A fiscal year is a 12-month period used for accounting and tax reporting, distinct from the calendar year. Governments, corporations, and tax authorities each set their own start date.
Country variation
Fiscal year start dates vary across 3 major jurisdictions:
- United States (federal) — 1 October to 30 September.
- United Kingdom — 6 April to 5 April for individuals; 1 April to 31 March for corporates.
- Australia — 1 July to 30 June, set by the Australian Taxation Office.
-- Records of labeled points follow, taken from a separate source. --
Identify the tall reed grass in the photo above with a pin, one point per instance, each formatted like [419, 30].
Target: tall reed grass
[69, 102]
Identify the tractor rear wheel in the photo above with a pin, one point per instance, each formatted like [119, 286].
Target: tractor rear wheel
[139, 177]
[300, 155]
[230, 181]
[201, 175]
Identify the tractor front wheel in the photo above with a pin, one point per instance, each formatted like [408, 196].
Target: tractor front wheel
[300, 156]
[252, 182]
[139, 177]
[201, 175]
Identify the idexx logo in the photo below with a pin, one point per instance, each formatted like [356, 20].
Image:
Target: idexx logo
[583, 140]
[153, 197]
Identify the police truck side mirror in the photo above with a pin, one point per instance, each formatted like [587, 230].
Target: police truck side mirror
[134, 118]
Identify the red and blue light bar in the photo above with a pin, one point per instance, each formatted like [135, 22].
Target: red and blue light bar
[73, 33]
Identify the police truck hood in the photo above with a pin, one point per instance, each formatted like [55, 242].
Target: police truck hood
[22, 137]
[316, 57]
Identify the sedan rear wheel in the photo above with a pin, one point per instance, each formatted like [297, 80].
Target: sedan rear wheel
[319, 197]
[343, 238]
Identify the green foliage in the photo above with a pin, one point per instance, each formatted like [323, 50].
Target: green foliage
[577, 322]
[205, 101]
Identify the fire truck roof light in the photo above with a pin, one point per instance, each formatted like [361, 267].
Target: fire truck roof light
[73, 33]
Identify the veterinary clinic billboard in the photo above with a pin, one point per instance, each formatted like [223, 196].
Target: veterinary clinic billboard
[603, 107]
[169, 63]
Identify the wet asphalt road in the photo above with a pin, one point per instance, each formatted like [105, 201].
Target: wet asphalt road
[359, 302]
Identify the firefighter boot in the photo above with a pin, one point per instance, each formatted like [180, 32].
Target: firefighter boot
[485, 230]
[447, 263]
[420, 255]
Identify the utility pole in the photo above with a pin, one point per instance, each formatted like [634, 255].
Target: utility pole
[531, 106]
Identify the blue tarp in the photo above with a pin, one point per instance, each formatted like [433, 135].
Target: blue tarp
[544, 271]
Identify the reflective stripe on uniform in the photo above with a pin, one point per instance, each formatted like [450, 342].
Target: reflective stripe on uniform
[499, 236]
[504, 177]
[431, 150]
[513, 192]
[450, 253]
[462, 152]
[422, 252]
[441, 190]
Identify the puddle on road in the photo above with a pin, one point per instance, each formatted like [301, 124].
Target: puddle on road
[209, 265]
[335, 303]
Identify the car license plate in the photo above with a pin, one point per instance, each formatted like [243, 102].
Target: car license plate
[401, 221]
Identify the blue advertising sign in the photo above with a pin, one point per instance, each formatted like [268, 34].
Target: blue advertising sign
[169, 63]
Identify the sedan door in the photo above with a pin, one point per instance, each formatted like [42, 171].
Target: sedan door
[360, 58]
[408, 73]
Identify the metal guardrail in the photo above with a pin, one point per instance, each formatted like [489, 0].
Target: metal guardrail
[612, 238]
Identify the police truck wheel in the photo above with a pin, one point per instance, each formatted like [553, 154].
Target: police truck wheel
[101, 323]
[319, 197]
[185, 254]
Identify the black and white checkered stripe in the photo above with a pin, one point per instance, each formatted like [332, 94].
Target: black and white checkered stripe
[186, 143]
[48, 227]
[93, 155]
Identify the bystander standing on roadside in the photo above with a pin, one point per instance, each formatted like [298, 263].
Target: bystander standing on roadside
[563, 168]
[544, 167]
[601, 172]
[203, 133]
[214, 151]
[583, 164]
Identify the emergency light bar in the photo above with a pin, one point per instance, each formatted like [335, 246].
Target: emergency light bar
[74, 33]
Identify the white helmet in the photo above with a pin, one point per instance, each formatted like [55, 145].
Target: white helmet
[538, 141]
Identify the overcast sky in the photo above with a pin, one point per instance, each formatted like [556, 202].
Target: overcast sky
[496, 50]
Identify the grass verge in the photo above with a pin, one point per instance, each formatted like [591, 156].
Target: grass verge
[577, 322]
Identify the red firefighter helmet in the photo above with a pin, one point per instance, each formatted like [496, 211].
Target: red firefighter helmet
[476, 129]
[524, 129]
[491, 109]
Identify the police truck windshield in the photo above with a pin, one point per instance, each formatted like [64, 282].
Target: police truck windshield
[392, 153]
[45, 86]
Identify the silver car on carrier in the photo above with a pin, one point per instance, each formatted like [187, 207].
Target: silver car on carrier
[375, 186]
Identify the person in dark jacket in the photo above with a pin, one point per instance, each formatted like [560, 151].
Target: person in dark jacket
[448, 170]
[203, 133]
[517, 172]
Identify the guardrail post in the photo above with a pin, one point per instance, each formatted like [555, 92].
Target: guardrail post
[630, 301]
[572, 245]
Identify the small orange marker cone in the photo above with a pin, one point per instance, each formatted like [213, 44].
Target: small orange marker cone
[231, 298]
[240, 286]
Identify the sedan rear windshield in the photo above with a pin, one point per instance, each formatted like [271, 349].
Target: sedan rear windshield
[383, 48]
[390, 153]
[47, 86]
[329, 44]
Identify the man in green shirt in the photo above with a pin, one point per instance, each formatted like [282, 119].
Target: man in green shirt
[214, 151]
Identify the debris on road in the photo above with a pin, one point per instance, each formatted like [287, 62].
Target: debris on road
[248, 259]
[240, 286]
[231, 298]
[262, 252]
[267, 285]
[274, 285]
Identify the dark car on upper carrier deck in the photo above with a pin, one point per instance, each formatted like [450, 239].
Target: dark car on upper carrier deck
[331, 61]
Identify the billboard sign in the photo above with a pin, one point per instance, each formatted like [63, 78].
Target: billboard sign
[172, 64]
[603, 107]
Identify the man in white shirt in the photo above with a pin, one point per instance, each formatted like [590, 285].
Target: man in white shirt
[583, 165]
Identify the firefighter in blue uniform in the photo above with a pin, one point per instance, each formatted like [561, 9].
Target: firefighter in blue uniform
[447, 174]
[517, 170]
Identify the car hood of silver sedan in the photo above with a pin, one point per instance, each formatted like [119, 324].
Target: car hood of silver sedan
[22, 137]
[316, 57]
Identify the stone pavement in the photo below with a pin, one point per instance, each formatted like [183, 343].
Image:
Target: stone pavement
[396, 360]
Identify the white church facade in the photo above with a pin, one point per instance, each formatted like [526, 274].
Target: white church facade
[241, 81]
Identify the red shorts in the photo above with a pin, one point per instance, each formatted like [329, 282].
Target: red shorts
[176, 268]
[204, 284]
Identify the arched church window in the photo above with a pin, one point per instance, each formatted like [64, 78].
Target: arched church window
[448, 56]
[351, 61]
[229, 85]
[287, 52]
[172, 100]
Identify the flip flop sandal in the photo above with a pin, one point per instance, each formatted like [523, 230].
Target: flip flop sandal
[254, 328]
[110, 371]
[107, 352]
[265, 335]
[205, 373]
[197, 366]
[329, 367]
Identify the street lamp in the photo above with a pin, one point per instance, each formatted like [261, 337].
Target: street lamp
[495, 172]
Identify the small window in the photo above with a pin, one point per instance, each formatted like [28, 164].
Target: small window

Corporate fiscal years inside each country can differ from the government calendar. Apple Inc., for example, ends its fiscal year on the last Saturday of September, while Microsoft uses 1 July to 30 June.
Synonyms and usage
The terms financial year, accounting year, and tax year are used interchangeably with fiscal year in most contexts. Commonwealth jurisdictions, including Australia and the United Kingdom, prefer financial year. United States federal usage prefers fiscal year, often abbreviated as FY followed by the ending calendar year — FY2026 in US federal usage runs from 1 October 2025 to 30 September 2026.
Choice of fiscal year affects quarterly reporting boundaries, tax filing deadlines, and year-on-year revenue comparisons. Multinational groups consolidating results across jurisdictions must align or reconcile differing fiscal calendars.